I’ve written before that I find it galling when the wealthy, white Pat Buchanan (who by the way spent much of his adult life on government health insurance) lectures me about being “condescending” to the Tea Partiers, as though they’re a grass-roots uprising of the vulnerable against the elites. That’s garbage: They are a well-funded uprising of the elites against the vulnerable. And they’d be nowhere if their mission wasn’t largely supported by the top of corporate America (and the GOP shadow government in waiting).

Well, that certainly sounds sinister enough — a GOP shadow government in waiting! Not to mention a white Pat Buchanan! And an “uprising of the elites” — who knew there were so many hidden elites out there in flyover country, the deceptively wealthy who like to listen to country music, drive really big cars that get crummy gas mileage, tote shotguns, and would vote for Sarah Palin in a heartbeat? This is truly a conspiracy so vast…

beverly-hillbillies

Joan winds up and delivers the moral of the story:

The idea that the Obama administration’s policies somehow favor black people will come as a surprise to many in the black community who are concerned that the president hasn’t done enough to directly address the crisis of unemployment, especially among black men.

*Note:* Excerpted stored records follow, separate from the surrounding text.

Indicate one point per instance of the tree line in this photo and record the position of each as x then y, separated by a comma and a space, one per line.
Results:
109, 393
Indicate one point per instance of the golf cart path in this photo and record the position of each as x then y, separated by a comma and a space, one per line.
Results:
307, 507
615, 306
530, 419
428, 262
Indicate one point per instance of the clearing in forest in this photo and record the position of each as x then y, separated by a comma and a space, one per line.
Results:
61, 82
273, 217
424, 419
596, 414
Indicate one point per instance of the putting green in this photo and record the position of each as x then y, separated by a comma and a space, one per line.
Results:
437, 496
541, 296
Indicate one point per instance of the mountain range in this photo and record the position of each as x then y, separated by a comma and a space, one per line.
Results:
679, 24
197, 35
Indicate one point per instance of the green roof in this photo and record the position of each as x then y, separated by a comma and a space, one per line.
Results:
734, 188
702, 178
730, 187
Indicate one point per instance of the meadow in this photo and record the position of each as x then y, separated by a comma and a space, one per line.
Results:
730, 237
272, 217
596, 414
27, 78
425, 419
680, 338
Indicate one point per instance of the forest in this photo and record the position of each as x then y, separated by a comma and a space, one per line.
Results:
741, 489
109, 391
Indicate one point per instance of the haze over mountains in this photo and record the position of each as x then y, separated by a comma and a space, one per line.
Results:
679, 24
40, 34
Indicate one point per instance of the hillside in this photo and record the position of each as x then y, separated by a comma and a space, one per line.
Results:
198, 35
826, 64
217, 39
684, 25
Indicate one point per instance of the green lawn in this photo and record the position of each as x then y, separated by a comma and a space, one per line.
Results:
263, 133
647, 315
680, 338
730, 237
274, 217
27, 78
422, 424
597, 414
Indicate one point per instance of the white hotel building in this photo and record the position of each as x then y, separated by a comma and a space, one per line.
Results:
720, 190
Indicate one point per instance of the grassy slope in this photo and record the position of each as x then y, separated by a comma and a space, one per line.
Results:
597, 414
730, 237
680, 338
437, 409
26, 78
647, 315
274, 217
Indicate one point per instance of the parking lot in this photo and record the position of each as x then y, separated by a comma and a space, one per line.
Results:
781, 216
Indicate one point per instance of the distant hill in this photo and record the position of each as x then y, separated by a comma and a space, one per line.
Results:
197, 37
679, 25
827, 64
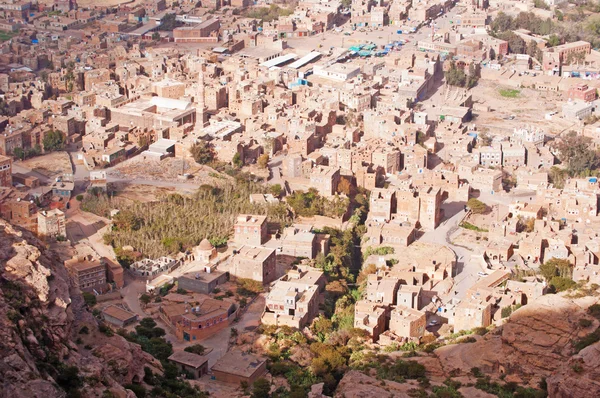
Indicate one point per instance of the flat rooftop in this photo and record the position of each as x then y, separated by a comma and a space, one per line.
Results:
188, 358
118, 313
238, 363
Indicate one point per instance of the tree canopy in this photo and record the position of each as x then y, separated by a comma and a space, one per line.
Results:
202, 152
574, 151
54, 141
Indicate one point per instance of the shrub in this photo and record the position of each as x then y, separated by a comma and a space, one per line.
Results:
594, 310
477, 206
202, 152
401, 370
54, 141
195, 349
263, 161
138, 390
561, 284
89, 298
588, 340
106, 330
509, 93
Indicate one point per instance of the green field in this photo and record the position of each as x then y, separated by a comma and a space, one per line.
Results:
4, 36
509, 93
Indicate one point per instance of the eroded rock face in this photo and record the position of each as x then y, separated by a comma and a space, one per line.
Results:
39, 321
536, 343
358, 385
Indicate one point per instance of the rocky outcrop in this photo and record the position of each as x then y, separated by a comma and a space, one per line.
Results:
355, 384
535, 343
40, 317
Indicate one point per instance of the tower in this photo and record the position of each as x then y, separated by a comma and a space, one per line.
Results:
200, 114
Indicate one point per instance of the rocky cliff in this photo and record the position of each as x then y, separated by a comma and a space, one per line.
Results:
43, 351
536, 343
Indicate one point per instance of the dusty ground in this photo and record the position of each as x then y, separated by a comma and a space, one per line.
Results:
167, 169
105, 3
528, 108
50, 165
140, 193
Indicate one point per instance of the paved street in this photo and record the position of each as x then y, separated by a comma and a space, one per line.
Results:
466, 270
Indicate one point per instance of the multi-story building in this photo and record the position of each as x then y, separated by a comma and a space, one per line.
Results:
513, 155
472, 313
302, 242
51, 223
9, 141
5, 171
381, 203
490, 156
204, 32
201, 321
294, 299
371, 317
407, 322
325, 180
583, 92
250, 230
255, 263
431, 207
88, 274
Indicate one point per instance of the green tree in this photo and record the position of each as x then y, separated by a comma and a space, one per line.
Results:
263, 161
555, 267
145, 299
19, 153
275, 190
574, 151
202, 152
516, 45
169, 22
455, 76
237, 160
195, 349
473, 76
477, 206
89, 298
558, 176
532, 49
54, 141
501, 23
553, 40
561, 284
484, 138
261, 388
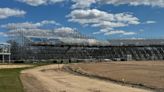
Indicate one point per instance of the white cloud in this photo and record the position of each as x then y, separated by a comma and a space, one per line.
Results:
65, 30
28, 25
150, 22
107, 22
82, 3
87, 3
3, 34
7, 12
40, 2
119, 32
159, 3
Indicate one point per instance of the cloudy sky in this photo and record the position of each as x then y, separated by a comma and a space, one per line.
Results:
101, 19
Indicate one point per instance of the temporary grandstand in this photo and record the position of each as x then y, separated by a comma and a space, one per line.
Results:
50, 45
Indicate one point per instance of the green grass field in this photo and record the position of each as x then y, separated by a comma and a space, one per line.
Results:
10, 81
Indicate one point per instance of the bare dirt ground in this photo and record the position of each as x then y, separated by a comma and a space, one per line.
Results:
7, 66
51, 78
145, 74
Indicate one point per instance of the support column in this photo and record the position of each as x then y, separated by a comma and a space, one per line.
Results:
9, 59
3, 59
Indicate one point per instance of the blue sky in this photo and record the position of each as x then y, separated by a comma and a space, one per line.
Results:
101, 19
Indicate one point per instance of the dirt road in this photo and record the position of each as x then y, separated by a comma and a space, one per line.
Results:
7, 66
52, 79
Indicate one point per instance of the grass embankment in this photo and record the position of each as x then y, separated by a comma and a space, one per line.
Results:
10, 78
10, 81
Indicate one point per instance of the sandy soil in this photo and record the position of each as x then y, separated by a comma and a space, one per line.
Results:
51, 78
145, 74
6, 66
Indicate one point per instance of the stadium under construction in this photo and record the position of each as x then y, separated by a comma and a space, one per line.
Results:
50, 47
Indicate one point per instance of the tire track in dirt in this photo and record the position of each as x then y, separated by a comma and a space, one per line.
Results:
51, 78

I happen to believe Obama’s race-neutral employment policies, targeted to place, not race, are the way to tackle the problem. But I have an idea for Tavis Smiley, Cornel West and Michael Eric Dyson: They should hook up with the Tea Partiers. That’s an audience that really needs to hear their complaints about how little Obama is doing for black people.

Over to you teabaggers and Beverly Hillbillies for comment, correction and general fun.